Le FEC est un export normalisé de votre comptabilité, structuré selon un format défini par l'arrêté du 29 juillet 2013. Il doit être remis à l'administration sur première demande lors d'une vérification de comptabilité. Son analyse automatisée permet aux vérificateurs de détecter des anomalies en quelques minutes : séquences de numéros non continues, montants atypiques, dates incohérentes.

Comment savoir si ma solution de facturation est vraiment conforme ?

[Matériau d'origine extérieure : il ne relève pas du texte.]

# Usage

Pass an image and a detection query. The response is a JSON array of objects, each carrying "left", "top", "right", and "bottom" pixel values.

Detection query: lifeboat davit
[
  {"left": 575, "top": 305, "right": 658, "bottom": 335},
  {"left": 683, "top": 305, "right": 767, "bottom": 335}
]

La première vérification est de s'assurer que votre solution est immatriculée comme Opérateur de Dématérialisation Partenaire (ODP) par la DGFiP, ou qu'elle est connectée au PPF. Une plateforme agréée digne de ce nom vous fournit un rapport de conformité sur chaque flux émis. En cas de doute, notre simulateur de facturation électronique vous permet d'évaluer votre situation en quelques minutes.

Conclusion

La réforme de la facturation électronique a changé les règles du jeu, durablement et profondément. Le contrôle fiscal facture électronique n'est plus une vérification ponctuelle et imprévue : c'est un processus continu, alimenté par des données que votre entreprise transmet elle-même à l'administration.

Une entreprise bien équipée, dont la piste d'audit fiable est irréprochable et dont l'archivage est conforme, peut aborder un contrôle avec sérénité. CEDO, développé par Cerfrance Dordogne, est précisément conçu pour vous mettre dans cette position.